Even if they do not end up pursuing a career in the field, Sanchez thinks taking pride in their work is an important part of the experience for young people.
“We're stewarding these places where people can escape their day-to-day, and really just enjoy being outside. I think that exposure for the students is really critical,” he said.
'You can't be what you don't know exists'
August Ball created Cream City Conservation, the first black-owned certified B corporation in Wisconsin, in 2016. B corporations, or B corps, are for-profit companies that meet the highest standards of social and environmental performance, public transparency and accountability.
Ball, a former Milwaukee County Parks staff member, saw a lack of diversity in environmental careers and would often be the only woman of color when she went to environment and natural resources meetings. To help fix this, Ball started doing outdoor workshops for agencies that wanted to be more inclusive but didn’t know where to start.
And that’s how Cream City Conservation was born.
The profit that Ball makes from workshops and consulting goes directly into funding the youth program.

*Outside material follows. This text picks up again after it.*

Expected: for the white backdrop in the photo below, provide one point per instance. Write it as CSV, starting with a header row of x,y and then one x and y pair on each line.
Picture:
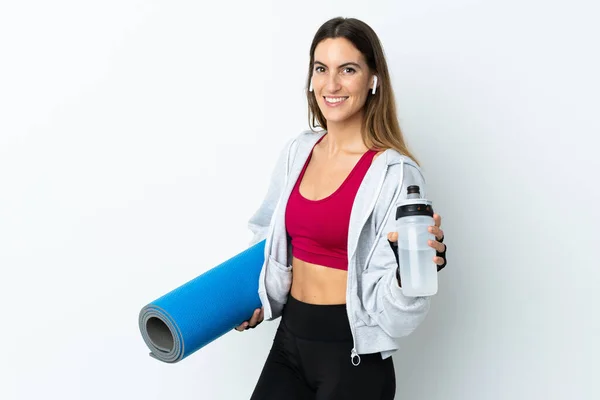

Corps members leave with not only a land ethic, Ball said, but also empathy, civic responsibility and the ability to think outside of themselves.
In his position with the Parks department, Sanchez oversees more than 40 miles of hiking trails and 135 miles of Oak Leaf Trail. To maintain it all, they need outside help like the Cream City Conservation Corps crew to “fill in the gaps where we just don't have the manpower resources yet,” Sanchez said.
For the last three years, 17-year-old Quentin Banigan has been one of those crew members maintaining Milwaukee’s trails.
Banigan has spent the past summer working four days a week removing buckthorn and other invasive species like Canadian thistle, planting rain gardens and installing bioswales.
Banigan is planning to go to college next year to study physics. Although he won’t be pursuing a career in conservation, being outside, enjoying good views and visiting more parks than he can remember the names of has been an invaluable experience.
According to Ball, many corp members go on to have successful careers at other environmental and conservation agencies and organizations. Corps members also find careers where they can use their knowledge about sustainability — like teaching, the culinary industry and fashion design.
The youth that go through the program would be successful regardless, Ball said, but the program lets young adults know that careers like this are out there.
"You can't be what you don't know exists," Ball said.
More:A new Milwaukee program gives away free trees, improves health, builds community. Here's how.
Progress is visible in many ways
Crew members return to the program for a variety of reasons.
“I really liked how trails specifically connect people in community and nature. But, you know, students might really latch on to plant identification,” Sanchez said
Others may find the team building aspect of the experience to be most valuable, he added.
So many teens are bound to their phone and social media, Soto said, that the program is a good chance to learn what is going on out in the community.
For Soto, the program has helped her find her voice and hone her leadership skills while taking her down a path she never knew she’d take. In the fall, she will start her freshman year of college and hopes to one day work for an environmental nonprofit organization, a goal that she credits to her work as a corps member.
“It takes a lot of work, but you see a lot of progress when you’re done,” Soto said.